A public or private blockchain in itself only provides the function of storing information about the asset, with limited capacity to carry out transactions. Any complete tokenization system will include:
- Managing the privileges of users and system administrators
- Life-cycle management of an asset (issuance, withdrawal from circulation, etc.)
- Security management
- Integration of KYC and AML systems
- Integration with payment gateways
- Managing trading commissions and limits
- Mobile and web apps
- Exchange modules or integration with external exchanges
Moreover, there is a noticeable trend where each organization that manages assets seeks to create its own tokenization system, as in the case of real estate tokenization platforms that have been popping up. This makes sense, since it prevents centralization and allows different systems to compete for users.
Hence, it is likely that in the future each organization will own its own system – just like now every company has its own accounting and reporting systems. For that reason, the development of across-the-board technical standards for the design and versioning of a system and the creation of all its components is a critical factor for integration into business.
Properly documented technology makes it possible to use the same components of a platform repeatedly, increasing reliability and predictability, mitigating risks in development and integration, and most importantly, reducing the time to bring a product to market.
Motivated to change
The good news is that there’s a strong impetus to build such linkages, even among incumbents that stand to be disrupted by a tokenized economy.
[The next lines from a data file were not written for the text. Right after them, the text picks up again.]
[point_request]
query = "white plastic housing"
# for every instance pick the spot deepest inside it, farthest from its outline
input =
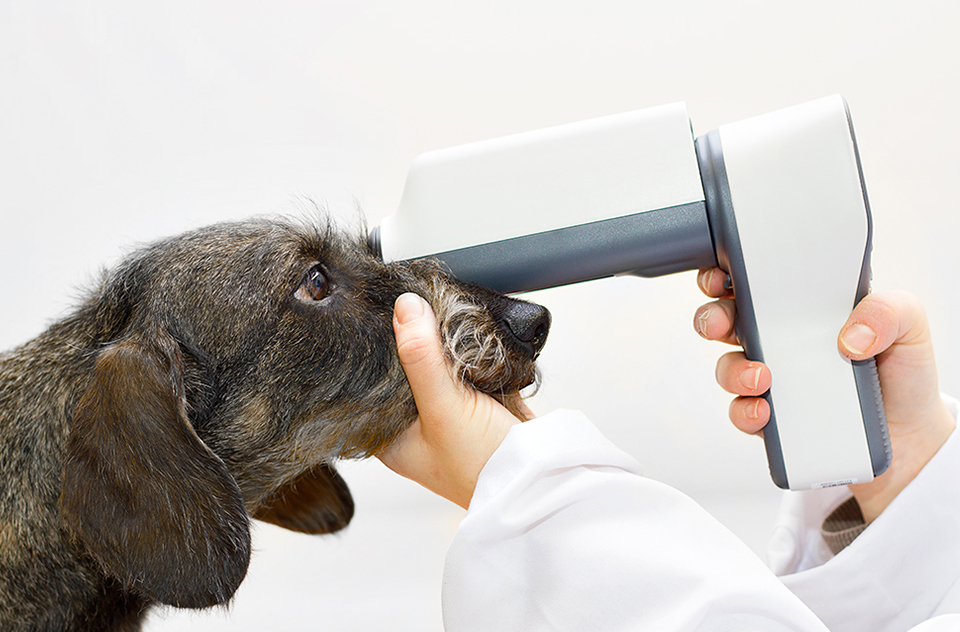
(544, 180)
(802, 221)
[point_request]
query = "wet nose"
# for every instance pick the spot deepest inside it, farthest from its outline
(529, 324)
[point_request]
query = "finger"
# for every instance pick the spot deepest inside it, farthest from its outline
(421, 355)
(716, 321)
(749, 414)
(880, 320)
(714, 282)
(739, 376)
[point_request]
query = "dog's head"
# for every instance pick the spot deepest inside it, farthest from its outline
(232, 365)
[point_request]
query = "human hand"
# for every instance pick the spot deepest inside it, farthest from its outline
(890, 326)
(458, 429)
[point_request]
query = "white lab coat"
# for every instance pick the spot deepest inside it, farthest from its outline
(563, 533)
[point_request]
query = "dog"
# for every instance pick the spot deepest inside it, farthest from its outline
(208, 379)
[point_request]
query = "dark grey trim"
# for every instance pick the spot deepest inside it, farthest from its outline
(865, 372)
(650, 243)
(723, 225)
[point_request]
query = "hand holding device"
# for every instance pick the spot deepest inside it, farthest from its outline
(777, 200)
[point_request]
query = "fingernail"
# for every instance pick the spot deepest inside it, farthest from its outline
(409, 307)
(751, 378)
(702, 319)
(704, 278)
(858, 338)
(752, 410)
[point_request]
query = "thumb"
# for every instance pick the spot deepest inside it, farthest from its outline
(421, 354)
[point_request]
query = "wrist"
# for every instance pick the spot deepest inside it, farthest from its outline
(912, 452)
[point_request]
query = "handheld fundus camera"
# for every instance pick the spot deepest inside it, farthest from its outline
(777, 200)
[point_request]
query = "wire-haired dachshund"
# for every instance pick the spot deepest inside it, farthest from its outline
(210, 378)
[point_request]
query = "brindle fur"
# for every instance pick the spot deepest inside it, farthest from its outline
(193, 389)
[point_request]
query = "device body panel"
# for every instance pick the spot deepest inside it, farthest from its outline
(778, 200)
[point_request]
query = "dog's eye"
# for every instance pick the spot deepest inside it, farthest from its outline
(315, 285)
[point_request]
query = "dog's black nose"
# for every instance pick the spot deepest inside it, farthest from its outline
(529, 323)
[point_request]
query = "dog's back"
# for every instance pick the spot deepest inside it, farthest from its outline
(46, 583)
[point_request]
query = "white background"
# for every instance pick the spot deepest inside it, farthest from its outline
(122, 122)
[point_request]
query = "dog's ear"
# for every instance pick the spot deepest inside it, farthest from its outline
(146, 496)
(317, 501)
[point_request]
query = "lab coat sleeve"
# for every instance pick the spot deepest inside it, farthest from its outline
(904, 569)
(563, 533)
Businesses will drive changes in regulation and infrastructure, voting with their money, and finally the community will move to resolve higher-order problems – such as the interaction of various ecosystems, demonstrable security, joint asset management, mathematically provable settlement and auditing, and much more.
I strongly believe that tokenization will be the next big thing that will drive growth of world GDP and make entrepreneurs’ lives easier.
Everything that can be tokenized, will be tokenized.